Mr Heins’ comments, made during an interview with the Financial Times, appeared to reflect confidence that the Canadian company was recovering.
Mr Heins, who took over as chief executive of BlackBerry a year ago, said the Z10, the first in a family of devices the company plans to launch this year based on the BlackBerry 10 operating system, had been well received in the more than 25 countries where it is available. He said sales had “exceeded our expectations”.
“The numbers from both enterprises and consumers are looking good,” he said, “I call this a trend because I want to get a few more data under my belt before I really call it a substantial success, but right now all indicators are looking green and really good.”
Mr Heins said early sales suggested the touch-enabled Z10 appealed particularly to consumers and that it had enabled BlackBerry to win back some customers who had defected to rivals ahead of the Z10 launch. “We are taking customers from other platforms,” he added while acknowledging that some popular consumer apps are not available for the new handset. “We are working to address that.”
On Thursday, the company, which changed its name from Research in Motion to BlackBerry this year, is due to announce its first quarterly results since the Z10 was unveiled.
In the interview Mr Heins contrasted the state of the company when he took over and launched a strategic review of its options with its prospects now.
“The hard work in the last year seems to have paid off,” he said, highlighting the cost reduction measures and other steps he took to reverse the company’s then rapidly deteriorating financial performance.

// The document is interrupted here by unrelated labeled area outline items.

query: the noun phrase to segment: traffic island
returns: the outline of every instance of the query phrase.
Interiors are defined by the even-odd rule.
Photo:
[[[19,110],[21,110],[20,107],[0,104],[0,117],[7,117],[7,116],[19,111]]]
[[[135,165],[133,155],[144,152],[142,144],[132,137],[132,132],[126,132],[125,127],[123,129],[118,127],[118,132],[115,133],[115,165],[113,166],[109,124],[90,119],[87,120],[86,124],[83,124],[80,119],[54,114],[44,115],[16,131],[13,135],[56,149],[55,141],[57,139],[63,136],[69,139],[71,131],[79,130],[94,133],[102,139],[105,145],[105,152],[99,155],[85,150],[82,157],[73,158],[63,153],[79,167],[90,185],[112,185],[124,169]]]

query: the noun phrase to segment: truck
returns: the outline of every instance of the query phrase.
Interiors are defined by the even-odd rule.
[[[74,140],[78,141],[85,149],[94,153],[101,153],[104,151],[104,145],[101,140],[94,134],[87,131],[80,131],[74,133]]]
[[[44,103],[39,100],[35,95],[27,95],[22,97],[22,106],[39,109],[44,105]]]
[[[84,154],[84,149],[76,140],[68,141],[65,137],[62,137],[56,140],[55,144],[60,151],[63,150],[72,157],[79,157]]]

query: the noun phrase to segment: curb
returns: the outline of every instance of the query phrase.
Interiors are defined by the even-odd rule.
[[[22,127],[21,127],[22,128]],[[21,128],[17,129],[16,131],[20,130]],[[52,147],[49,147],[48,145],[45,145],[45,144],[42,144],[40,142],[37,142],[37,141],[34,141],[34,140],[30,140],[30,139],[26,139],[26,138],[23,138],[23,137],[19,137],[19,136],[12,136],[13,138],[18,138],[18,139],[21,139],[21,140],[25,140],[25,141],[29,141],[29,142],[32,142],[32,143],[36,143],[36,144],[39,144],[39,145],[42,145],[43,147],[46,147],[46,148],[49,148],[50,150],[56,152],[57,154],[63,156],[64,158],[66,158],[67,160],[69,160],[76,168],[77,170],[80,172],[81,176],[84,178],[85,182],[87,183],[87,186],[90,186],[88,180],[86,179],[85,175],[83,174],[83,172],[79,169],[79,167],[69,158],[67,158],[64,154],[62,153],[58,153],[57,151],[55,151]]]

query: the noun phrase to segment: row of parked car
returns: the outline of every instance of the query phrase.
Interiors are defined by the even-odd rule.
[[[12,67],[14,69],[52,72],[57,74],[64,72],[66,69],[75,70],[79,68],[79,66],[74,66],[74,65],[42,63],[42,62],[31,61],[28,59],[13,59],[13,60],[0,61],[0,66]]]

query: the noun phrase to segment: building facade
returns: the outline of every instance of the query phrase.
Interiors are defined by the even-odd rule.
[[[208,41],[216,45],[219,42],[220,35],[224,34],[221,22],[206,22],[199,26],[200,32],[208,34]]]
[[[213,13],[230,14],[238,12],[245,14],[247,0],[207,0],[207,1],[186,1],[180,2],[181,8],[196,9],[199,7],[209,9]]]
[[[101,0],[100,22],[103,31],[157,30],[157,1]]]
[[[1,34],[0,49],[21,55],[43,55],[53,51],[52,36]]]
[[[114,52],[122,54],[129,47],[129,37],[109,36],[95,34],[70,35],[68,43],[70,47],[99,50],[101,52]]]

“I was told at the time that Blackberry would not survive and would be going bankrupt in two quarters and that we would burn through our cash,” he said, “so it was prudent for management and the board to look at strategic alternatives.
“Now we are here, BlackBerry 10’s launch has happened, we have, as reported last quarter, $2.8bn in cash, we are not bankrupt and we are still debt free, we have the money to invest in marketing, we have the money to invest in innovation of our platform. So I think the angle of the strategic review is changing more towards what do we need to do to capitalise on all these opportunities ... rather than what the fallback position is.”
He said the company is exploring the possibility of offering premium versions of existing services such as the popular BlackBerry Messenger service, a move that he said would help offset the downward pressure on the charges that network operators collect on behalf of BlackBerry from consumers.